A database index is a separate data structure — most commonly a B-tree — that the database maintains alongside a table to enable fast lookups on specific columns without scanning every row. The index stores the indexed column values in sorted order with pointers back to the full rows, allowing the query engine to navigate directly to matching rows in O(log n) time. The trade-off is straightforward: indexes speed up reads and slow down writes. For every INSERT, UPDATE, or DELETE that affects an indexed column, the database must also update the corresponding index structure. A table with 10 indexes requires 10 index updates for every single row insertion. For a data warehouse or analytical table with rare writes and frequent reads, this trade-off strongly favours adding indexes. For a high-write OLTP table like an orders table receiving thousands of inserts per second, adding indexes has a measurable throughput cost. The right number of indexes is the minimum set that covers the most performance-critical queries. The third consideration is storage: each index requires additional disk space — typically 10–30% of the table's size for a single-column B-tree index. A table with 10 indexes can use 2–3× its raw data size just for indexes.

Q2. Explain Write-Ahead Logging and why it is important for data engineering.

Write-Ahead Logging (WAL) is the mechanism by which databases guarantee durability and enable crash recovery. The principle is: every change is written to the WAL — a sequential, append-only log — before the actual data pages are modified. Once a WAL record is durably flushed to disk, the database can acknowledge the transaction as committed, even if the data page has not yet been written to its permanent location. If the server crashes, the WAL is replayed on restart to apply all changes that were committed but not yet reflected in the data files. WAL is important for data engineers for three reasons beyond its role in crash recovery. First, it is the source of database replication. Read replicas in PostgreSQL work by streaming WAL records from the primary to the replica and replaying them — the replica stays in sync by applying the same changes in order. Second, it is the source of Change Data Capture. Tools like Debezium read the PostgreSQL WAL through its logical replication interface, decode each change record, and publish INSERT, UPDATE, and DELETE events to Kafka. This enables near-real-time data pipelines that react to database changes within seconds rather than waiting for the next batch run. Third, understanding WAL explains pipeline failure modes — replication lag, CDC consumer lag, and the reason why long-running transactions on a source database can stall both replication and CDC consumers.

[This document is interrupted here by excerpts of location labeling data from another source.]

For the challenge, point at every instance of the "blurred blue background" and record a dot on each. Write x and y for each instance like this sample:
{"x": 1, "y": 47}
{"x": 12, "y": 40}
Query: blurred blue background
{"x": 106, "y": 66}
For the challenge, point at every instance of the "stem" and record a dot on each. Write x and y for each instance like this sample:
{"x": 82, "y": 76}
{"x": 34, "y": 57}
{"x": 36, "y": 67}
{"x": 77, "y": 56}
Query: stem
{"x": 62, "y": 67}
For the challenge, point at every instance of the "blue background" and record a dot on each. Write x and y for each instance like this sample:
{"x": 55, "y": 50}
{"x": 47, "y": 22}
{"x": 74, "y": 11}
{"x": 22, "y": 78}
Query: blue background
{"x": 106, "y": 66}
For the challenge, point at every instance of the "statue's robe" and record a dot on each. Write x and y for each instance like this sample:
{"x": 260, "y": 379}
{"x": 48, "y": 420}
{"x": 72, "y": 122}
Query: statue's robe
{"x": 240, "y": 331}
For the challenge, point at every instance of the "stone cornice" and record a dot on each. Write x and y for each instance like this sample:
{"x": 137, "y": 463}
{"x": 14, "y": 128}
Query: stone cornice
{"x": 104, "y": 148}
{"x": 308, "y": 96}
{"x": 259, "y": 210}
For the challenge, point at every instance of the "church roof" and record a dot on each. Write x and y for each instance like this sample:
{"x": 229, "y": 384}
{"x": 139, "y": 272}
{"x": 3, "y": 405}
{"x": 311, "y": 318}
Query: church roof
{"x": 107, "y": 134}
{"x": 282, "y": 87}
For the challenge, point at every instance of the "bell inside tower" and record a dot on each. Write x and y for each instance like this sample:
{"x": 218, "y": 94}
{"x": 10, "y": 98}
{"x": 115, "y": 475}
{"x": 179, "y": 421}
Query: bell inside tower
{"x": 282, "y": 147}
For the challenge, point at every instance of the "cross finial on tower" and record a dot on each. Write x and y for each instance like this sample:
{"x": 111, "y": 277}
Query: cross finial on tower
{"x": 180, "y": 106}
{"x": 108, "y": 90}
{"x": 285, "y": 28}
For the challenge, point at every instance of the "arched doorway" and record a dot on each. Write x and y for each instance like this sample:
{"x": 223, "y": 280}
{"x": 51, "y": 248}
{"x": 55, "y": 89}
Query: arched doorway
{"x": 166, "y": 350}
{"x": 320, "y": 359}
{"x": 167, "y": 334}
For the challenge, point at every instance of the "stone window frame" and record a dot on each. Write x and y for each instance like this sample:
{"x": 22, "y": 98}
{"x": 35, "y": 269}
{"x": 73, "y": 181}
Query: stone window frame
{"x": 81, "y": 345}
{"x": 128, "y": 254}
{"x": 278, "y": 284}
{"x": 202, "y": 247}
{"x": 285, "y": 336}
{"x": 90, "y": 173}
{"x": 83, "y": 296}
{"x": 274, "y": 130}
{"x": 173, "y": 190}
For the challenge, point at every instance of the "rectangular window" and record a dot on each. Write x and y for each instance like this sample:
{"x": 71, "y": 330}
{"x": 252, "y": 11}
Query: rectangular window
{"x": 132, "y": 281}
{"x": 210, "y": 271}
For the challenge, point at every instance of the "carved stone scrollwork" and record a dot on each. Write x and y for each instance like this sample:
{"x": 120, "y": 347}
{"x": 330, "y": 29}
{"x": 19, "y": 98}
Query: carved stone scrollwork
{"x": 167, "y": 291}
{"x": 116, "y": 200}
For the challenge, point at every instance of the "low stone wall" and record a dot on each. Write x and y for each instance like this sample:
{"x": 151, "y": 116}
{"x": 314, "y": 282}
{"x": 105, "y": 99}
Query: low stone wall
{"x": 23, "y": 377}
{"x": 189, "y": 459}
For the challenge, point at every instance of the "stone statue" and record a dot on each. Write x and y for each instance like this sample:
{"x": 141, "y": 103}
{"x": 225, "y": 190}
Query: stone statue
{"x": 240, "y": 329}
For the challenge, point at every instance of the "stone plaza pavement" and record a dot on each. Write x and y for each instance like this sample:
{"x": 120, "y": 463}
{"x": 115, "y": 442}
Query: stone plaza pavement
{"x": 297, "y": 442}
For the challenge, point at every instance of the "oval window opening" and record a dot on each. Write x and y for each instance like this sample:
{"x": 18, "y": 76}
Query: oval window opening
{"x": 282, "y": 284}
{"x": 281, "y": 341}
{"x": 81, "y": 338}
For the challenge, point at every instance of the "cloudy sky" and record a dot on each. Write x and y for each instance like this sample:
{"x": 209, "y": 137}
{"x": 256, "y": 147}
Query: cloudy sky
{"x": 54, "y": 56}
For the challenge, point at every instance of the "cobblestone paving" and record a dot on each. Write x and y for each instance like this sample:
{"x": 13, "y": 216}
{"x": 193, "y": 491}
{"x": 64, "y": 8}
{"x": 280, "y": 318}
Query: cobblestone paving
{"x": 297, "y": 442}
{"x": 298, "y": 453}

Q3. What is MVCC and how does it affect how you read data from a database in a pipeline?

MVCC (Multi-Version Concurrency Control) is the mechanism by which databases allow concurrent readers and writers to operate without blocking each other. Instead of locking rows being read, the database maintains multiple versions of each row — one per committed transaction that modified it. Each transaction receives a snapshot: a consistent view of the database as it existed at the moment the transaction started. The transaction sees only the row versions committed before its snapshot timestamp. The practical implication for data pipelines is that a long-running ingestion query reading a large table will see the database as it existed when the query started, even if other transactions are modifying rows during the query execution. This is generally the correct behaviour — you want a consistent snapshot of the table, not a mix of old and new values depending on when each page was read. However, MVCC creates a specific pipeline concern: table bloat. Old row versions cannot be reclaimed by VACUUM while any transaction holds a snapshot older than those versions. A pipeline that opens a transaction, queries a large table slowly over several hours, and keeps the transaction open prevents all old row versions created during that window from being cleaned up. If this happens regularly, the table accumulates dead row versions, grows significantly larger than its live data, and queries slow down because they must read and skip dead versions. The fix: use the smallest possible transaction scope in ingestion queries, set appropriate idle_in_transaction_session_timeout on the source database, and monitor for table bloat with pg_stat_user_tables.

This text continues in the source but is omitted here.